Having seen announcements of Louise Erdrich books for some time on Amazon, Goodreads and in the New York Times, I decided that I should read one. I knew nothing about Erdrich’s connections to indigenous people and shame on me. The Sentence begins with a set up. Tookie, our main character, describes herself as solid and unattractive. She had to raise herself because her mother was addicted to drugs and was so often using that she had nothing to offer Tookie, which certainly explains Tookie’s lack of self-confidence.
Tookie answered a call from someone she had been close to and agreed to perform a task that every cell in her brain rebelled against. She did it out of a sense of duty owed to a pair of old friends. Her friends betrayed her. Tookie ended up sentenced to fifteen years in jail. There was no one on the outside to care about her except a tribal police officer named Pollux. But if you need someone to care about you Pollux is your man. He felt so guilty about arresting Tookie that he hovered nearby, and he even quit the tribal police force.
Love does wonders when it is a supportive force, as it is in Tookie’s life. She finds a job in a bookstore that specializes in native books and her love of books makes her invaluable to Asema, the owner. Penstemon also works at the bookstore. Obviously being an indigenous author opens up a wide range of interesting character names. Pollux attends native ceremonies, drums for the dancers and feeds everyone. All goes well until two complications arise. A customer named Flora dies, but for some reason she still hangs out at the bookstore every day. Tookie can hear her bracelets, her footwear on the floors, her silky clothing swishing. Sometimes Flora knocks books off the shelves in front of where Tookie is working. Since no one else can hear Flora Tookie at first says nothing, but after she finds a mysterious book that seems to have caused Flora’s death, Erdrich’s title takes on a new meaning. Tookie believes that when Flora read a certain sentence in the book it killed her. Tookie buries the book next to the tree that recently fell in her yard, but signs are adding up. Eventually the other two in the bookstore sense Flora’s presence.

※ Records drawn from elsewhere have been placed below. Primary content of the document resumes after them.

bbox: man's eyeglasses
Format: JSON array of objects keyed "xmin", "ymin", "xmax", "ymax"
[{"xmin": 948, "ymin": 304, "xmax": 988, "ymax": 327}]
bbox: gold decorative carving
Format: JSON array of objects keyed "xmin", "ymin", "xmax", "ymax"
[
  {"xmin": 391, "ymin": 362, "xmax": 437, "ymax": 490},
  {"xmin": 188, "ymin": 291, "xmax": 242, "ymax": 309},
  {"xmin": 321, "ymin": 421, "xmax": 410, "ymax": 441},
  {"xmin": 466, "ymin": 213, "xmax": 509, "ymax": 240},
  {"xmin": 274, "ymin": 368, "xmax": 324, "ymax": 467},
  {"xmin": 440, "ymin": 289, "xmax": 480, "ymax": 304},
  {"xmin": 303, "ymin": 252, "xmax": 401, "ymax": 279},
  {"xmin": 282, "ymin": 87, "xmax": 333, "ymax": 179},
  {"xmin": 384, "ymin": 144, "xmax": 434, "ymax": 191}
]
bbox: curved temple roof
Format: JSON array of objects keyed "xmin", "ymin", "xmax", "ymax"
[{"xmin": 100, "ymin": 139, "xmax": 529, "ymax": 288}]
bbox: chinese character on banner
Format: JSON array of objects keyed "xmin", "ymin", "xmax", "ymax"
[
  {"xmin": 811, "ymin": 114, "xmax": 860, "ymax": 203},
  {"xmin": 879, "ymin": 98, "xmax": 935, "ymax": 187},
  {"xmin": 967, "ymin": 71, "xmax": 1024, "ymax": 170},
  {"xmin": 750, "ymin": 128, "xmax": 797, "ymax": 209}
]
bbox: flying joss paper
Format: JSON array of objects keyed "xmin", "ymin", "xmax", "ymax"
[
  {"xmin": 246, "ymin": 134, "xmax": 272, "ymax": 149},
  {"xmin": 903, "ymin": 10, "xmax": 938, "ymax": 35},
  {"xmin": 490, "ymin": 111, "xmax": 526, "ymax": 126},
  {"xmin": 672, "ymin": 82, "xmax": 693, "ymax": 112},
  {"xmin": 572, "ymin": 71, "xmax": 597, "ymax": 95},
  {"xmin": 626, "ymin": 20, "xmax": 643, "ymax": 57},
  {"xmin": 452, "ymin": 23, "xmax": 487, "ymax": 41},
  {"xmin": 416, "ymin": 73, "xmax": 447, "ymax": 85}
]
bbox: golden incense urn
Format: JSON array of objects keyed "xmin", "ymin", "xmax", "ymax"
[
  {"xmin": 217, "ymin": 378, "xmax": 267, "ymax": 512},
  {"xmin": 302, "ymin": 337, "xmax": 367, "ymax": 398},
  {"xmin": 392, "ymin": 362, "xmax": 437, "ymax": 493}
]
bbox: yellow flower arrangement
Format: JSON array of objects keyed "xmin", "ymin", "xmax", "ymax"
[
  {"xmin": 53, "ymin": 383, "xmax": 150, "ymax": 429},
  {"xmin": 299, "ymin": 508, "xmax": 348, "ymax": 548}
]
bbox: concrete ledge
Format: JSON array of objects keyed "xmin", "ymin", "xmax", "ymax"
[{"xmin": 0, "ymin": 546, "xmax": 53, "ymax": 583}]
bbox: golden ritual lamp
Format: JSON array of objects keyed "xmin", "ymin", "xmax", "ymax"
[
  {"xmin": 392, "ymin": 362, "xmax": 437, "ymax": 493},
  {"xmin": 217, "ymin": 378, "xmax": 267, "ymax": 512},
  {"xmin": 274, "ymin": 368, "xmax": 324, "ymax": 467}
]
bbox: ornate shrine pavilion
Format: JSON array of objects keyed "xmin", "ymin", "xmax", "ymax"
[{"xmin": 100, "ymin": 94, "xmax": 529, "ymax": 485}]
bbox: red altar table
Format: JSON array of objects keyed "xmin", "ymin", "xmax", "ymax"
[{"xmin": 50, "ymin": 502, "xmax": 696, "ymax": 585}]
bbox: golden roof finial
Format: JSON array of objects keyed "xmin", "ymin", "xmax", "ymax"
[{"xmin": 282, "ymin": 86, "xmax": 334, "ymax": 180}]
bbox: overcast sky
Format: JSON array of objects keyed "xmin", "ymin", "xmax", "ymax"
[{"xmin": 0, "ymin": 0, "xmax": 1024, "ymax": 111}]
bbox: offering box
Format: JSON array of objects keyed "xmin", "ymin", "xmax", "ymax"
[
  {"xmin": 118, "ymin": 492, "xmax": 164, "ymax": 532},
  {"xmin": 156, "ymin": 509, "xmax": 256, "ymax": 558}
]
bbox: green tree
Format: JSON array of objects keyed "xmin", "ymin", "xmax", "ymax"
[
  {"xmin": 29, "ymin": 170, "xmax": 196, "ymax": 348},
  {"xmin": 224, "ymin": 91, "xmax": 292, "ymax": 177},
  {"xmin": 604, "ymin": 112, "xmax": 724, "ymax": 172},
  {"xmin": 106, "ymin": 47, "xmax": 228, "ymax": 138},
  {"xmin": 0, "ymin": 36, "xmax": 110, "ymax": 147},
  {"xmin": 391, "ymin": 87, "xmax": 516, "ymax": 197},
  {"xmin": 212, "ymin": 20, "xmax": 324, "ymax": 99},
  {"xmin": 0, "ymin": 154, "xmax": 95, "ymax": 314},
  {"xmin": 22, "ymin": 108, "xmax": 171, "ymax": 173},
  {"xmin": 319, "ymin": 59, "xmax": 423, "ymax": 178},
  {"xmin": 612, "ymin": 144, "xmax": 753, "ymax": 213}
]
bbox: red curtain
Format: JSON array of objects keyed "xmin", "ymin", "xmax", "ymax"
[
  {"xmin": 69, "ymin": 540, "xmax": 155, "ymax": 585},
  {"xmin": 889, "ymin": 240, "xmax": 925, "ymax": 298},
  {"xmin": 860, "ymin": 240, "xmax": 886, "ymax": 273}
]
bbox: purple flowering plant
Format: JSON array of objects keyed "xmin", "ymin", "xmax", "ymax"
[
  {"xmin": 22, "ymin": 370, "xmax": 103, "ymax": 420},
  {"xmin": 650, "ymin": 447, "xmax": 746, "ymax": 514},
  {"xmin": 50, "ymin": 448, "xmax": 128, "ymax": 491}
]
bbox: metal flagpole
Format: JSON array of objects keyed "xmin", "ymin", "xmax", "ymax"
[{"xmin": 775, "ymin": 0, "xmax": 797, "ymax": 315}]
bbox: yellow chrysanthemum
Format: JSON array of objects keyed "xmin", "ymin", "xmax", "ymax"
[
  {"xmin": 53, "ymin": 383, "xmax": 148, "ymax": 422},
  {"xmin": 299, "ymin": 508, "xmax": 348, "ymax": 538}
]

The other complication that arises is the pandemic, the COVID pandemic, which has the bookstore busier than ever with mail orders. But Tookie cannot work in the shop alone, the sense that Flora wants something from her is too menacing. Does it have anything to do with the fact that Flora has adopted an indigenous heritage when she is not indigenous at all? Between being unable to visit Pollux, sick with COVID and in the hospital, trying to forge a better relationship with Pollux’s daughter and her new baby boy, and the terror she is beginning to feel whenever Flora makes her presence known in the bookstore, Tookie is having a difficult time holding on to the sanity she found in her relationship with Pollux. She is reliving past sorrows.

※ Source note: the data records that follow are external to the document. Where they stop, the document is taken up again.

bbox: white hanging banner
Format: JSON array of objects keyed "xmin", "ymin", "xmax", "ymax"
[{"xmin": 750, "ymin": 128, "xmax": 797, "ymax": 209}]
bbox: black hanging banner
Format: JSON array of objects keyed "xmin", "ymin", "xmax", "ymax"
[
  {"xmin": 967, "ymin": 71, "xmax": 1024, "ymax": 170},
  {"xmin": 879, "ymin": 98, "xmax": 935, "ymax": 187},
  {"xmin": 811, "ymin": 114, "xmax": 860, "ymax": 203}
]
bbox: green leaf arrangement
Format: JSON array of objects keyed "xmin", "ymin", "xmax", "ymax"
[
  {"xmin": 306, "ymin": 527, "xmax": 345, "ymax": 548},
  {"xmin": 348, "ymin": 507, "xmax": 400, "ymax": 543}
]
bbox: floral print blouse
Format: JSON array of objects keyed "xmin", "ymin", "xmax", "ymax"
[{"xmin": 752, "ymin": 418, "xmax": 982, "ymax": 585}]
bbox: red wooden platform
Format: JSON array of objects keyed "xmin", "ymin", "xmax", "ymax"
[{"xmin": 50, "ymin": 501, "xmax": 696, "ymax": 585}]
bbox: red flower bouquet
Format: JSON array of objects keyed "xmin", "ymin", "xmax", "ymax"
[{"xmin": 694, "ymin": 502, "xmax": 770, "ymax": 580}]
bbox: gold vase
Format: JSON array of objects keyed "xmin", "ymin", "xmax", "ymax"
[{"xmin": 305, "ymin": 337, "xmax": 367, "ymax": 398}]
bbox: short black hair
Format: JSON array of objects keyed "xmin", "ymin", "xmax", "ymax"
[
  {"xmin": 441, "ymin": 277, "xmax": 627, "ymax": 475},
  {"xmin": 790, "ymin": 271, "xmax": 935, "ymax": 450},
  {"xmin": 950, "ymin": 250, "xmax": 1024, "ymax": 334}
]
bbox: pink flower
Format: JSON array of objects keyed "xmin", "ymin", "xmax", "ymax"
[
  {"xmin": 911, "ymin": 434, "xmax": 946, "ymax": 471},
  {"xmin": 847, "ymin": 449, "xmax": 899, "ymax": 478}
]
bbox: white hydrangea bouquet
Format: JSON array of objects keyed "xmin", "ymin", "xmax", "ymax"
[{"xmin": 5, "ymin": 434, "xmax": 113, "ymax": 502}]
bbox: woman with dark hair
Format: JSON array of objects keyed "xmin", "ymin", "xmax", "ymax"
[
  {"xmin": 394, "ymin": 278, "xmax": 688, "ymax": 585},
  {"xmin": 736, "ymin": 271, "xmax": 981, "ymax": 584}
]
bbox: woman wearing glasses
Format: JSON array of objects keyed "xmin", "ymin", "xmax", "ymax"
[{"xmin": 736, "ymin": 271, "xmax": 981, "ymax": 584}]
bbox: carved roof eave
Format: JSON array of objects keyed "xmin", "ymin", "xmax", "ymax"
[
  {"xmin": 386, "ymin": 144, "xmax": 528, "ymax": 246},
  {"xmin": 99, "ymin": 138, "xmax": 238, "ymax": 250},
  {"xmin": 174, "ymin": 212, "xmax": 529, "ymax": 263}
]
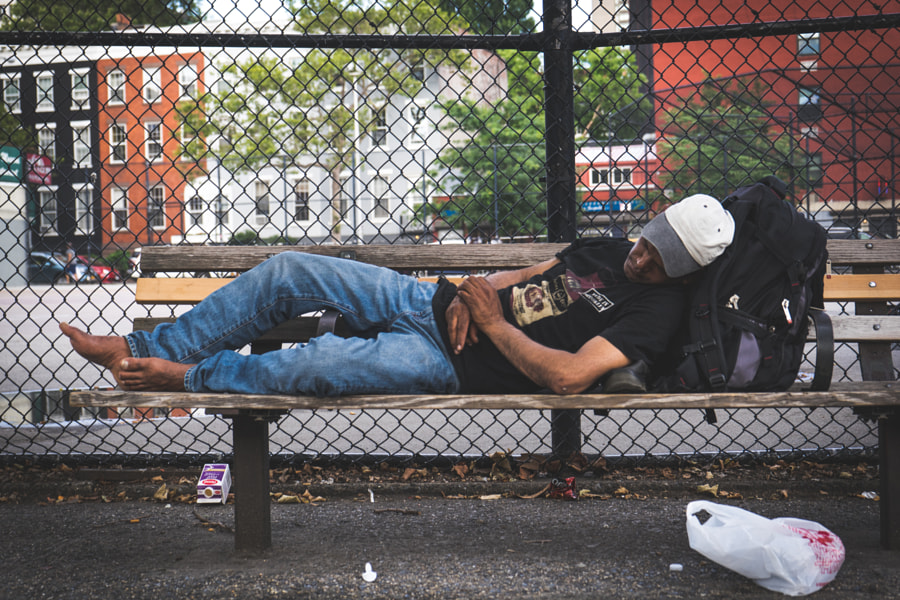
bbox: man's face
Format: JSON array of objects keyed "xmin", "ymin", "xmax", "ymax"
[{"xmin": 625, "ymin": 237, "xmax": 674, "ymax": 284}]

Erdrich obviously loves books and is a voracious reader. When her tale is done, and throughout the book great titles and exciting reads spill out, and as a bonus end up in lists of book recommendations at the end of the story. Read with a pen and paper handy because you will want to write down those book titles. Nothing like a good haunting, insight into indigenous lives, and a precarious love story to provide readers with a book that is hard to put down.